WASHINGTON — A Cygnus cargo spacecraft launched Feb. 15 carrying more than three tons of supplies and experiments for the International Space Station.
A Northrop Grumman Antares rocket lifted off from Pad 0-A the Mid-Atlantic Regional Spaceport at 3:21 p.m. Eastern, carrying a Cygnus spacecraft on a mission designated NG-13. The Cygnus, now in orbit, is scheduled to be captured by the station’s robotic arm at about 4:05 a.m. Eastern Feb. 18.
The launch was scheduled for Feb. 9 but scrubbed minutes before liftoff because of off-nominal data from ground support equipment. NASA and Northrop Grumman postponed a second launch attempt Feb. 14 because of strong upper-level winds.
The Cygnus is named S.S. Robert Lawrence Jr. after the first African-American astronaut, who died in a 1967 aircraft crash. It is carrying 3,337 kilograms of cargo, including about 1,600 kilograms of vehicle hardware and nearly 1,000 kilograms of science payloads. Crew supplies and other equipment constitute the rest of the cargo on the spacecraft.
Among the payloads on the Cygnus are science experiments to study the effects of microgravity on bacteriophages, which are viruses that attack bacteria, as well as research on the growth of bone cells. The spacecraft is carrying the first scanning electron microscope for use in space, called Mochii and developed by Seattle-based company Voxa, to support station research.
“We’re really excited for a lot of the science that Cygnus is bringing up. Cygnus is a huge enabler of continuing the science on ISS,” said Heidi Parris, assistant program scientist for the ISS program at NASA, during a Feb. 8 pre-launch briefing at the Wallops Flight Facility here.
The vehicle hardware on Cygnus includes a new communications system called ColKa for the Columbus module on the station that will provide increased bandwidth by communicating through the European Data Relay System satellites. A new external high-definition camera is on board that will replace a similar, failed camera during a spacewalk tentatively scheduled for the spring.
The Cygnus will remain at the station until May, departing with about 3,700 kilograms of trash for disposal. After departing from the station, Cygnus will carry out the latest in a series of combustion experiments, called Saffire-4, to test how materials burn in microgravity with varying amounts of oxygen before the spacecraft reenters.
This launch comes only three and a half months after the previous Cygnus cargo mission, NG-12, which launched Nov. 2. That is the shortest time between Cygnus missions, which in the last few years have been spaced, on average, about six months apart.
“That’s a little more compressed than we’ve been doing, so we’ve been working hard,” said Kurt Eberly, Antares vice president at Northrop Grumman, at the pre-launch briefing. He said the company tapped into other resources, such as technicians who work on other vehicles at Vandenberg Air Force Base in California, to accelerate the preparations for this launch.
“We’re happy to be able to respond to whatever our customer has needed,” said Frank DeMauro, vice president and general manager of tactical space systems at Northrop Grumman, who said that NASA had asked Northrop to move up the launch a couple of months.
The next Cygnus mission to the ISS is currently scheduled for October, but could change depending on the schedule of commercial crew missions. After April, the station will have only a three-person crew, including just one American astronaut, Chris Cassidy, until SpaceX’s Crew Dragon or Boeing’s CST-100 Starliner starts flying astronauts to the station.

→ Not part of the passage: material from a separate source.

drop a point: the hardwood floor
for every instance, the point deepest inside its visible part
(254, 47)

“We are discussing the best cadence on which to launch the cargo missions, and one factor is when we’ll have crewmembers on board,” said Ven Feng, manager of NASA’s ISS Transportation Integration Office. The schedule of commercial crew vehicles as well as plans to complete science investigations on the station are key factors in that planning.
Feng said that Northrop has done a “tremendous” job demonstrating its ability to fly earlier than planned for the NG-13 mission. “We may pull on that again in the near future,” he added.